You are viewing a plain text version of this content. The canonical link for it is here.
Posted to user@hive.apache.org by Eugene Chung <bl...@gmail.com> on 2020/07/30 00:43:11 UTC
count(*) with count(distinct) gives different results between Hive
2.3.2 and Hive 3.1.2
Hi,
For the same query, for example,
select count(*), count(distinct mid)
from db1.table1
where log_date between '2020-07-20' and '2020-07-26';
both Hive 2.3.2 and Hive 3.1.2 give different results for the same input.

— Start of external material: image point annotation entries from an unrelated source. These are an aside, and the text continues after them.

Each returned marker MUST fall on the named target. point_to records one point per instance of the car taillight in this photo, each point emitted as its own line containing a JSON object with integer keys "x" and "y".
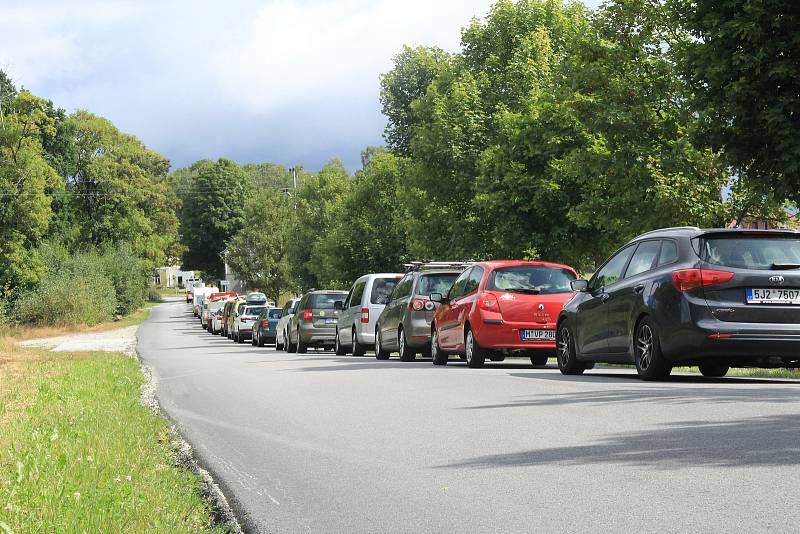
{"x": 488, "y": 302}
{"x": 688, "y": 279}
{"x": 416, "y": 304}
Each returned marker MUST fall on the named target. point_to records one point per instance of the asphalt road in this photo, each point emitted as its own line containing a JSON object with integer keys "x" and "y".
{"x": 320, "y": 443}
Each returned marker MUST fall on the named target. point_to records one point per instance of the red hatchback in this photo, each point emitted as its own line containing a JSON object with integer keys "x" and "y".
{"x": 498, "y": 308}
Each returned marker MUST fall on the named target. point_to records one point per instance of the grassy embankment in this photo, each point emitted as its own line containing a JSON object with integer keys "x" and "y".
{"x": 79, "y": 453}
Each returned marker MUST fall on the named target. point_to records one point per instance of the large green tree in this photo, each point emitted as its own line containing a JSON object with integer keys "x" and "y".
{"x": 742, "y": 62}
{"x": 212, "y": 195}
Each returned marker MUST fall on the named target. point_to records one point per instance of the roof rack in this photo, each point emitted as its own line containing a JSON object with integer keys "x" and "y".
{"x": 436, "y": 265}
{"x": 694, "y": 228}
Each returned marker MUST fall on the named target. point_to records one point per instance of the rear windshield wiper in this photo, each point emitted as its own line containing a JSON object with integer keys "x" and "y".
{"x": 784, "y": 266}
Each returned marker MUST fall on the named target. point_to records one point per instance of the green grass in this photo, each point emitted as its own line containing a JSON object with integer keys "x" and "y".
{"x": 78, "y": 453}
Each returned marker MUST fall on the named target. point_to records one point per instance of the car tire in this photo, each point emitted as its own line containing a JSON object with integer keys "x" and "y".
{"x": 475, "y": 354}
{"x": 714, "y": 369}
{"x": 568, "y": 362}
{"x": 438, "y": 356}
{"x": 539, "y": 360}
{"x": 358, "y": 348}
{"x": 300, "y": 348}
{"x": 338, "y": 348}
{"x": 380, "y": 352}
{"x": 407, "y": 354}
{"x": 650, "y": 362}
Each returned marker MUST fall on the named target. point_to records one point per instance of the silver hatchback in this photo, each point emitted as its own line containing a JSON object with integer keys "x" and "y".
{"x": 355, "y": 329}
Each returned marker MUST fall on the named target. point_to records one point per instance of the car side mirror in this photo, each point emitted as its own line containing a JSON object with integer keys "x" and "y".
{"x": 579, "y": 285}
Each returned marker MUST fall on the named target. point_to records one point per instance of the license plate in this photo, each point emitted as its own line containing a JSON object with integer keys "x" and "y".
{"x": 538, "y": 335}
{"x": 773, "y": 296}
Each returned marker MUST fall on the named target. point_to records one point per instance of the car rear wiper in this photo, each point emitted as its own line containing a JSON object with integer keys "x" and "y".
{"x": 784, "y": 266}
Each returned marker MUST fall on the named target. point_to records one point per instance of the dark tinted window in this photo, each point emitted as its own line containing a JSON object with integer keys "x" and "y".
{"x": 612, "y": 271}
{"x": 752, "y": 252}
{"x": 358, "y": 293}
{"x": 381, "y": 289}
{"x": 435, "y": 283}
{"x": 669, "y": 253}
{"x": 474, "y": 280}
{"x": 644, "y": 258}
{"x": 457, "y": 288}
{"x": 534, "y": 278}
{"x": 324, "y": 301}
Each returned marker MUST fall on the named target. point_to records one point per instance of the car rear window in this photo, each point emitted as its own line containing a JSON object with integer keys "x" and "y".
{"x": 752, "y": 252}
{"x": 381, "y": 289}
{"x": 540, "y": 278}
{"x": 325, "y": 301}
{"x": 436, "y": 283}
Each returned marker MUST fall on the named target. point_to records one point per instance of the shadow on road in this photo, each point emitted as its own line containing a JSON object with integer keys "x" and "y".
{"x": 763, "y": 441}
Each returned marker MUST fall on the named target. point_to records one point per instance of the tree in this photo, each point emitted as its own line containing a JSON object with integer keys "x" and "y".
{"x": 414, "y": 70}
{"x": 212, "y": 198}
{"x": 368, "y": 235}
{"x": 119, "y": 191}
{"x": 742, "y": 65}
{"x": 25, "y": 179}
{"x": 258, "y": 251}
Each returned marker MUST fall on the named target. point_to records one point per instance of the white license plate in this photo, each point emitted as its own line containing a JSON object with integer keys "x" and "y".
{"x": 773, "y": 295}
{"x": 538, "y": 335}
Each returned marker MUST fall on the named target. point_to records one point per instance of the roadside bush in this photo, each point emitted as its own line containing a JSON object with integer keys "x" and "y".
{"x": 82, "y": 294}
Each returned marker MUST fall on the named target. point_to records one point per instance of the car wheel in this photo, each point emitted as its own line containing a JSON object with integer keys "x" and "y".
{"x": 302, "y": 348}
{"x": 358, "y": 348}
{"x": 407, "y": 354}
{"x": 476, "y": 355}
{"x": 714, "y": 369}
{"x": 438, "y": 356}
{"x": 539, "y": 361}
{"x": 337, "y": 347}
{"x": 568, "y": 362}
{"x": 380, "y": 352}
{"x": 650, "y": 363}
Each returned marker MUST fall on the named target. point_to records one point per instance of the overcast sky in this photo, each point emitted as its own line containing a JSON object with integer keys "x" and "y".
{"x": 284, "y": 81}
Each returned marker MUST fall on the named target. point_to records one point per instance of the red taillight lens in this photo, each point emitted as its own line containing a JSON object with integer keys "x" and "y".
{"x": 688, "y": 279}
{"x": 488, "y": 302}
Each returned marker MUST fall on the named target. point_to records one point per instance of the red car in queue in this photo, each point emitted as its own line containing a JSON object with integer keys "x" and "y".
{"x": 500, "y": 308}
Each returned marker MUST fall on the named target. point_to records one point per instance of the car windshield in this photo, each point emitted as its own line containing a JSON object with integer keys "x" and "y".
{"x": 324, "y": 301}
{"x": 752, "y": 252}
{"x": 381, "y": 289}
{"x": 436, "y": 283}
{"x": 539, "y": 279}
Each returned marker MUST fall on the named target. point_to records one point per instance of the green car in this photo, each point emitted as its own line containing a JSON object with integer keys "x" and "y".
{"x": 265, "y": 327}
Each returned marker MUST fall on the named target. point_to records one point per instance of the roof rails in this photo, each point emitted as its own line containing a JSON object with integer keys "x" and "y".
{"x": 436, "y": 265}
{"x": 694, "y": 228}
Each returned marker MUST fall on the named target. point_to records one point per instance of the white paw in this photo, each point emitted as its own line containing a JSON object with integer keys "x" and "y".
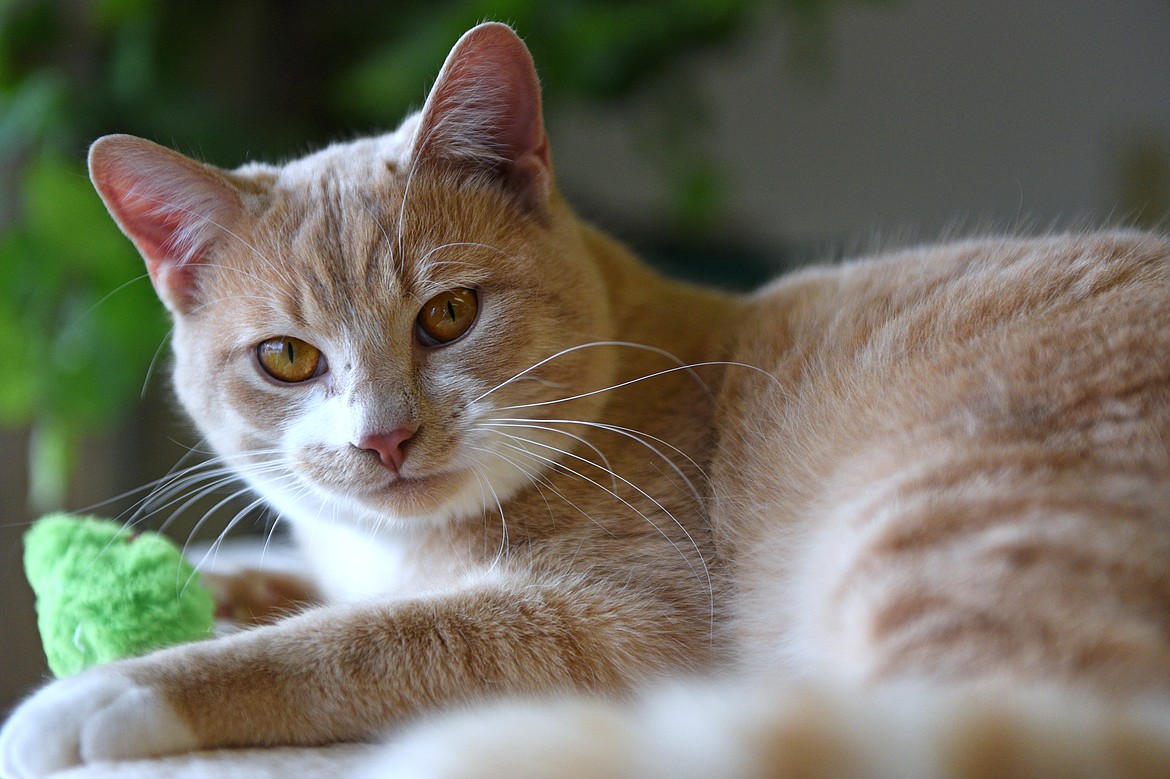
{"x": 96, "y": 716}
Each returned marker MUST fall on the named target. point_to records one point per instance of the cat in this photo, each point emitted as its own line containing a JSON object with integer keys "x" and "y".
{"x": 907, "y": 515}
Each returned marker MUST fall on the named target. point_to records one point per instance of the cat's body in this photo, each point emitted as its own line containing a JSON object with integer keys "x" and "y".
{"x": 944, "y": 469}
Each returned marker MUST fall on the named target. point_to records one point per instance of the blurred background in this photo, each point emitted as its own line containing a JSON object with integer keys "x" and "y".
{"x": 725, "y": 139}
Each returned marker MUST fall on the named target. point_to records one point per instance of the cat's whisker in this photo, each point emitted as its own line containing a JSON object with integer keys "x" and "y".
{"x": 634, "y": 435}
{"x": 580, "y": 440}
{"x": 594, "y": 344}
{"x": 689, "y": 366}
{"x": 537, "y": 478}
{"x": 502, "y": 552}
{"x": 212, "y": 555}
{"x": 706, "y": 574}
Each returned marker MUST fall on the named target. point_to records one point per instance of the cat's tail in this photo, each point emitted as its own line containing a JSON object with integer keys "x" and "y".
{"x": 804, "y": 732}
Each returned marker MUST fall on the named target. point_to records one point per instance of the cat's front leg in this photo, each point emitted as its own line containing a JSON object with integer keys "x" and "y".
{"x": 101, "y": 715}
{"x": 352, "y": 673}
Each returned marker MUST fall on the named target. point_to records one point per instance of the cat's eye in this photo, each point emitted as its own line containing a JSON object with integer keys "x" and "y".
{"x": 447, "y": 316}
{"x": 290, "y": 359}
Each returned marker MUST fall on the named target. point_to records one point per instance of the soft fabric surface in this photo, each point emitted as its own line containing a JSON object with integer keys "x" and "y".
{"x": 283, "y": 763}
{"x": 286, "y": 763}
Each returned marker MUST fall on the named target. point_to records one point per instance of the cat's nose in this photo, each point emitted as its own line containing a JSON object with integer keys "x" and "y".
{"x": 390, "y": 447}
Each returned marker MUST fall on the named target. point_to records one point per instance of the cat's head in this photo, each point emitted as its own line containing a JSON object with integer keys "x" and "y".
{"x": 352, "y": 329}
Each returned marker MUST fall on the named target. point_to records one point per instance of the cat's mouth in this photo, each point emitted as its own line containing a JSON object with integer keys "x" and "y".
{"x": 412, "y": 494}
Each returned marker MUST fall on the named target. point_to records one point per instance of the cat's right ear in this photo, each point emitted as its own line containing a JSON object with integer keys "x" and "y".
{"x": 483, "y": 114}
{"x": 172, "y": 207}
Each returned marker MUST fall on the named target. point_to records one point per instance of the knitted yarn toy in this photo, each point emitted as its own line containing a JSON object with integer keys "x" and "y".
{"x": 105, "y": 592}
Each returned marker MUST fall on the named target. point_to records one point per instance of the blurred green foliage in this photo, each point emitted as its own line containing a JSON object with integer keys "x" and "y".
{"x": 242, "y": 78}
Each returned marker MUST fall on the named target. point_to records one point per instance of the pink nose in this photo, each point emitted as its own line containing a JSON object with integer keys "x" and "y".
{"x": 390, "y": 446}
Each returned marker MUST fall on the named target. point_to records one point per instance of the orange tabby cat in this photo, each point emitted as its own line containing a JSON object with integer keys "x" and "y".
{"x": 916, "y": 508}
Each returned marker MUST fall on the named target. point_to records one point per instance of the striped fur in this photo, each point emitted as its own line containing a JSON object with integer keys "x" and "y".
{"x": 903, "y": 516}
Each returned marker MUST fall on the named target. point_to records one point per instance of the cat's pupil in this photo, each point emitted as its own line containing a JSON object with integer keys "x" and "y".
{"x": 447, "y": 316}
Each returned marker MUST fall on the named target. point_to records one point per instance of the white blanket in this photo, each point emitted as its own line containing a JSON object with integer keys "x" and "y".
{"x": 283, "y": 763}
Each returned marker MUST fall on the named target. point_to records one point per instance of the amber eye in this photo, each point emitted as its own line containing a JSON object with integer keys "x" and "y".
{"x": 447, "y": 316}
{"x": 289, "y": 359}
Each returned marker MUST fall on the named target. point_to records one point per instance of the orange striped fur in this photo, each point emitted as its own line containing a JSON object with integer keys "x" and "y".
{"x": 902, "y": 516}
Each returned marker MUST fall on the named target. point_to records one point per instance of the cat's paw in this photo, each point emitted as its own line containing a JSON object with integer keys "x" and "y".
{"x": 97, "y": 716}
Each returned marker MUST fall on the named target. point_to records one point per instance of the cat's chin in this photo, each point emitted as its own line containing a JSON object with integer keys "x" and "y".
{"x": 415, "y": 496}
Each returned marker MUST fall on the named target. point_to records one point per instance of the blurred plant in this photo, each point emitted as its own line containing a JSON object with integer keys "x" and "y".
{"x": 78, "y": 335}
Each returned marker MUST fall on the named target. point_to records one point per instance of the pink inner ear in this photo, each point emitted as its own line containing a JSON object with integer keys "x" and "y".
{"x": 484, "y": 109}
{"x": 171, "y": 207}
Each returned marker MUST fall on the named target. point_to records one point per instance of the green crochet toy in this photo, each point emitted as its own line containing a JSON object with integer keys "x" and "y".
{"x": 105, "y": 592}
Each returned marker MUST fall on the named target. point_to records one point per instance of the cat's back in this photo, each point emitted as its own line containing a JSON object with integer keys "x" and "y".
{"x": 989, "y": 416}
{"x": 1017, "y": 335}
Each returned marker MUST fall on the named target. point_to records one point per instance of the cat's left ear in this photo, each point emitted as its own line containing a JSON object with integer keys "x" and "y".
{"x": 484, "y": 114}
{"x": 174, "y": 209}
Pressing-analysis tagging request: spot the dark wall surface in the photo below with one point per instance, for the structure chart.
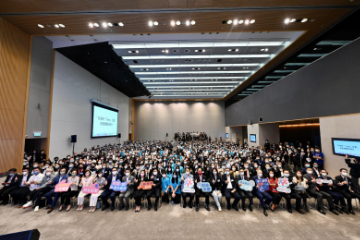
(329, 86)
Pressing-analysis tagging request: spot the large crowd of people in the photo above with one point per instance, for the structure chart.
(167, 166)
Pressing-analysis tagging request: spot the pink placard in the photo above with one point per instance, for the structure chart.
(62, 186)
(94, 189)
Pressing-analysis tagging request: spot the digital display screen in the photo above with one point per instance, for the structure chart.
(252, 137)
(343, 146)
(104, 121)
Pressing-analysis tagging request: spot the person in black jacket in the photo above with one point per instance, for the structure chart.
(156, 189)
(216, 185)
(200, 177)
(354, 172)
(229, 188)
(343, 184)
(11, 182)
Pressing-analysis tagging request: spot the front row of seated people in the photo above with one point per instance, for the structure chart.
(167, 185)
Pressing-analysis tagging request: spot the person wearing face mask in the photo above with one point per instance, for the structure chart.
(187, 175)
(201, 177)
(108, 191)
(315, 192)
(229, 189)
(343, 184)
(23, 188)
(262, 195)
(175, 188)
(329, 188)
(139, 193)
(155, 190)
(166, 187)
(72, 192)
(130, 189)
(243, 194)
(11, 182)
(59, 178)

Note that db1.table1 is an ORC table and partitioned with the log_date
column.
Hive 2.3.2
+-----------+-----------+
| _c0 | _c1 |
+-----------+-----------+
| 60040555 | 14723258 |
+-----------+-----------+
Hive 3.1.2
+-----------+-----------+
| _c0 | _c1 |
+-----------+-----------+
| 14723259 | 14723258 |
+-----------+-----------+
Both plans are completely different, too.
Hive 2.3.2
+----------------------------------------------------+
| Explain |
+----------------------------------------------------+
| Plan optimized by CBO. |
| |
| Vertex dependency in root stage |
| Reducer 2 <- Map 1 (SIMPLE_EDGE) |
| |
| Stage-0 |
| Fetch Operator |
| limit:-1 |
| Stage-1 |
| Reducer 2 |
| File Output Operator [FS_7] |
| Group By Operator [GBY_5] (rows=1 width=24) |
|
Output:["_col0","_col1"],aggregations:["count(VALUE._col0)","count(DISTINCT
KEY._col0:0._col0)"] |
| <-Map 1 [SIMPLE_EDGE] |
| SHUFFLE [RS_4] |
| Group By Operator [GBY_3] (rows=1429329075 width=100) |
|
Output:["_col0","_col1","_col2"],aggregations:["count()","count(DISTINCT
mid)"],keys:mid |
| Select Operator [SEL_2] (rows=1429329075 width=100) |
| Output:["mid"] |
| TableScan [TS_0] (rows=1429329075 width=100) |
| db1@table1,table1,Tbl:COMPLETE,Col:NONE,Output:["mid"] |
| |
+----------------------------------------------------+
Hive 3.1.2
+----------------------------------------------------+
| Explain |
+----------------------------------------------------+
| Plan optimized by CBO. |
| |
| Vertex dependency in root stage |
| Reducer 2 <- Map 1 (SIMPLE_EDGE) |
| |
| Stage-0 |
| Fetch Operator |
| limit:-1 |
| Stage-1 |
| Reducer 2 |
| File Output Operator [FS_7] |
| Group By Operator [GBY_14] (rows=1 width=16) |
|
Output:["_col0","_col1"],aggregations:["count(_col1)","count(_col0)"] |
| Group By Operator [GBY_11] (rows=343640771 width=4160) |
|
Output:["_col0","_col1"],aggregations:["count(VALUE._col0)"],keys:KEY._col0
|
| <-Map 1 [SIMPLE_EDGE] |
| SHUFFLE [RS_10] |
| PartitionCols:_col0 |
| Group By Operator [GBY_9] (rows=343640771 width=4160) |
|
Output:["_col0","_col1"],aggregations:["count()"],keys:mid |
| Select Operator [SEL_2] (rows=343640771 width=4160) |
| Output:["mid"] |
| TableScan [TS_0] (rows=343640771 width=4160) |
|
japan_line_search_refine_log@daily_kpi_log,daily_kpi_log,Tbl:COMPLETE,Col:NONE,Output:["mid"]
|
| |
+----------------------------------------------------+
Any guess on the reason why they are different?
Best regards,
Eugene Chung (Korean : 정의근)
Re: count(*) with count(distinct) gives different results between
Hive 2.3.2 and Hive 3.1.2
Posted by Eugene Chung <bl...@gmail.com>.
I found that
hive.optimize.countdistinct=true;
is the problem, It looks like
https://issues.apache.org/jira/browse/HIVE-16654 made the side effect.
Best regards,
Eugene Chung (Korean : 정의근)